Harvard Business School’s entrepreneurial initiative got another boost today (Nov. 18) with the official opening of an Innovation Lab meant to be a central place where students, entrepreneurs, and local businesses can work together, share knowledge, and collaborate on ideas.
The so-called iLab opened today with a ribbon-cutting ceremony and remarks by Harvard University President Drew Faust, Boston Mayor Thomas M. Menino, and Business School Dean Nitin Nohria.
The 30,000 square foot Innovation Lab is designed to foster team-based and entrepreneurial activities and to deepen interactions among students, faculty, entrepreneurs, and the Boston community. Joseph B. Lassiter, who graduated from HBS with his MBA in 1954 and is a professor of management practice, has been named faculty chair of the lab.

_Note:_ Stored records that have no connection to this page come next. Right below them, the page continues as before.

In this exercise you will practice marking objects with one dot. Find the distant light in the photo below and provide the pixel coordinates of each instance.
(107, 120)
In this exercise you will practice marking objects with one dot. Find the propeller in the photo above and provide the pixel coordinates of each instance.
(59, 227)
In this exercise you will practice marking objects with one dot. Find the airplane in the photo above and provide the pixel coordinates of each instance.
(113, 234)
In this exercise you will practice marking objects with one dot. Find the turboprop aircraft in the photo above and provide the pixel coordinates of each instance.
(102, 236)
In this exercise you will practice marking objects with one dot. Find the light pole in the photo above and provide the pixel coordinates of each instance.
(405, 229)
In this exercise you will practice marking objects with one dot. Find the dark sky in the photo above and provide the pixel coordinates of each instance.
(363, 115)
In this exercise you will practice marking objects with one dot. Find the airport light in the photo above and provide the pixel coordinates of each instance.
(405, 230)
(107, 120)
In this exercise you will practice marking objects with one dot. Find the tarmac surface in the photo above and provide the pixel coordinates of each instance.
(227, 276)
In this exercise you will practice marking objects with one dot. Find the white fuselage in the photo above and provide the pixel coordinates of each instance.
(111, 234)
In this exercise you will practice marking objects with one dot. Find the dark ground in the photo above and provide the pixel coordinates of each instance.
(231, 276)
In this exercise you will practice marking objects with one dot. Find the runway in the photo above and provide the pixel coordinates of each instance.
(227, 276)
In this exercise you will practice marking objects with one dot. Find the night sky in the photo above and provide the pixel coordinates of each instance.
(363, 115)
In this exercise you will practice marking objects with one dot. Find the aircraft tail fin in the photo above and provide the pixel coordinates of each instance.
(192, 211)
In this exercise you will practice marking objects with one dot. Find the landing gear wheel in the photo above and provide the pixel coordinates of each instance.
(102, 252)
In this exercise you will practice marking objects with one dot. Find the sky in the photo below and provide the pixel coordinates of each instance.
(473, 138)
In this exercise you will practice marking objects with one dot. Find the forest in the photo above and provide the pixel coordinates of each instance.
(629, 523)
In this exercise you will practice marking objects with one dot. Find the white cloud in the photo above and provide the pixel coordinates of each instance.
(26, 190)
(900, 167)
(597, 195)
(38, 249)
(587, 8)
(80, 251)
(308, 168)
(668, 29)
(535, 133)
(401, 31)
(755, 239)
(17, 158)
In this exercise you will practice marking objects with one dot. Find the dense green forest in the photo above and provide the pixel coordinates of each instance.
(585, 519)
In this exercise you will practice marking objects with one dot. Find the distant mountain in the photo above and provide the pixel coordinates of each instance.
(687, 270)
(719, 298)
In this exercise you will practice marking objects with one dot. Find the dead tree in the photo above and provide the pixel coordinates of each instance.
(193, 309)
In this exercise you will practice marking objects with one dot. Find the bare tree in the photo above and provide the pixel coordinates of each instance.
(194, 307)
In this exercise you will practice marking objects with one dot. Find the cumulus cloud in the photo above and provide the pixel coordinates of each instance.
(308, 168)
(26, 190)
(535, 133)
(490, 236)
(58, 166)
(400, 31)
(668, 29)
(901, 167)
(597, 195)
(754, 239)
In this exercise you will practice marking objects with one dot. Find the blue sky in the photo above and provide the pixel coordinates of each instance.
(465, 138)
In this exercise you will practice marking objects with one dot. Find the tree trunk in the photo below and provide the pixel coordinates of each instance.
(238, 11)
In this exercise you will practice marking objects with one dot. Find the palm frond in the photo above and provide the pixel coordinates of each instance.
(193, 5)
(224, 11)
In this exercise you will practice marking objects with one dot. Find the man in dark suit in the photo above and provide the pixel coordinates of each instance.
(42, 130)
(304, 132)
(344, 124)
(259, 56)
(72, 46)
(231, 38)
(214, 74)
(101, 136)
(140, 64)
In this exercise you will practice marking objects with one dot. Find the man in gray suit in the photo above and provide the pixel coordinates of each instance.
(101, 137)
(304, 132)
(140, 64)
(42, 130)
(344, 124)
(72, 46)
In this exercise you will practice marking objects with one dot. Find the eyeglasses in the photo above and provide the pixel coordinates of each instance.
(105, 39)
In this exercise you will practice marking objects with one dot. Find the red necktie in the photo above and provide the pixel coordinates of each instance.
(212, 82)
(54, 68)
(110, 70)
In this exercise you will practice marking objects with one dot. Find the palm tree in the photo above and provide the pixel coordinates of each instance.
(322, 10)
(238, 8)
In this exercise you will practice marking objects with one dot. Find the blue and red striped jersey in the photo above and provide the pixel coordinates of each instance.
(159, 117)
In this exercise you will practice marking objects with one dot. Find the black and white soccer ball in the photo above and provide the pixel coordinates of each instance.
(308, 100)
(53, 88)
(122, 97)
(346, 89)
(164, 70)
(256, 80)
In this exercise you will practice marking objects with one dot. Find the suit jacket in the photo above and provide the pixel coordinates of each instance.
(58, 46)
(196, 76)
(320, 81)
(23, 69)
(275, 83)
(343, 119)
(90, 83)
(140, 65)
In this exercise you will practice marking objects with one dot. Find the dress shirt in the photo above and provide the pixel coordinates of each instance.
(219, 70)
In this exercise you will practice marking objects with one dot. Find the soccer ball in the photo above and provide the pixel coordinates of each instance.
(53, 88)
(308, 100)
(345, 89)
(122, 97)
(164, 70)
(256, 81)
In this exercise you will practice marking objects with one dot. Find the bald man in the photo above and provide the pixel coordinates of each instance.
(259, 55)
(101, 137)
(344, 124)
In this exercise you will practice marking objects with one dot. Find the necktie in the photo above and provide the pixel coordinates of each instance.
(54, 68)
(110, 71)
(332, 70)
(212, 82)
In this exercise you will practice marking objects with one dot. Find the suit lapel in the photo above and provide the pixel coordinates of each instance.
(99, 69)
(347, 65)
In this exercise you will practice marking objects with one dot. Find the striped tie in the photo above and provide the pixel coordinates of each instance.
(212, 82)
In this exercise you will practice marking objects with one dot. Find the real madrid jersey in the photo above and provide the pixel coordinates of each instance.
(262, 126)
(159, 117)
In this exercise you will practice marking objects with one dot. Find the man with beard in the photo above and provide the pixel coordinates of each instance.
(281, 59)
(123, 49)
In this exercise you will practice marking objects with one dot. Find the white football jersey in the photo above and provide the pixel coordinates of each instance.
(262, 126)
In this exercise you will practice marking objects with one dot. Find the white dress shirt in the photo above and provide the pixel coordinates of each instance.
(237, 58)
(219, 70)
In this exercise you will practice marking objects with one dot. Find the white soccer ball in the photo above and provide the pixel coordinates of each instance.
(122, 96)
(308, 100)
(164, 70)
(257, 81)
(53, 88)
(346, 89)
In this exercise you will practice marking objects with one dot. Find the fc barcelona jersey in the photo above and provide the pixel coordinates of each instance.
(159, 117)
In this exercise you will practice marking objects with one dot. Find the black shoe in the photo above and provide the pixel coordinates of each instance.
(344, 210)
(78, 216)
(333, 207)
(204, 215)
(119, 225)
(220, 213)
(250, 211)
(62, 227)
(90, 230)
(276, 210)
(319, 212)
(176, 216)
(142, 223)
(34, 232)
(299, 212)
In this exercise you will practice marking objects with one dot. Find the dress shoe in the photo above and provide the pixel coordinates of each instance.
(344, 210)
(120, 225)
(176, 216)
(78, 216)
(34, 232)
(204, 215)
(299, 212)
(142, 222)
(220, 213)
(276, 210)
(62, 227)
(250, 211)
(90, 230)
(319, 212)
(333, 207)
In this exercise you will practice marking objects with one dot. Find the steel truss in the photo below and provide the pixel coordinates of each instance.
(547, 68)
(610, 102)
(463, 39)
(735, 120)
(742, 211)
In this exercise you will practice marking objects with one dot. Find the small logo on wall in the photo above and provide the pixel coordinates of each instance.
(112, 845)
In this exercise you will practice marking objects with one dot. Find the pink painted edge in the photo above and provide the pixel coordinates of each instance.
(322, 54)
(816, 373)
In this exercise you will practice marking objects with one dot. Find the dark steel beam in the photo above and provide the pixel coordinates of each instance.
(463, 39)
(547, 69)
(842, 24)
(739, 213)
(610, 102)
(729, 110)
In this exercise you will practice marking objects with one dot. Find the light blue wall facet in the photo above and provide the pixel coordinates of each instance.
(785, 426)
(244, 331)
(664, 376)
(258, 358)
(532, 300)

Located on the first floor of Batten Hall at 125 Western Ave. on Harvard’s Allston campus, adjacent to the business school campus, the i-lab reactivates the building that once housed WGBH-TV’s studios. The lab includes academic space such as classrooms and meeting areas designed to serve both undergraduate and graduate students. It also provides public areas and meeting rooms designed to foster project work, as well as business development resources for companies, nonprofits, entrepreneurs, and other individuals in the Allston-Brighton neighborhood and Boston area.
“The i-lab is an exciting new platform that visibly demonstrates a University-wide commitment to entrepreneurship and innovation,” said Dean Nohria in a statement. “Its very existence encourages members of the community to think differently about what is possible. I believe the University and the community will be enhanced by the ideas that are developed inside.”
Organizations including SCORE, the Small Business Administration, the Center for Women & Enterprise, and the Massachusetts Small Business Development Center Network have committed to one-on-one coaching and business advising, workshops, and training sessions in the lab. The i-lab will also host lectures, panel discussions, and presentations that will be open to the public, as well as networking events for student teams, local businesses, and nonprofits.
“Creating a better-connected and more collaborative Harvard is one of my highest goals for the University,” said Faust in a statement. “The i-lab is a place where we can begin to realize that goal. Here, aspiring and established innovators, mentors, and networkers from across our campus will gather under a single roof and use knowledge to create a future that none of us can imagine.”
The i-lab has already hosted several activities this fall, including last week’s Startup Weekend Scramble, an intense, 54-hour event for more than 100 student innovators and entrepreneurs from across Harvard. The event paired diverse teams of undergraduate and graduate students with mentors from Boston’s startup community to work on new ventures over a weekend.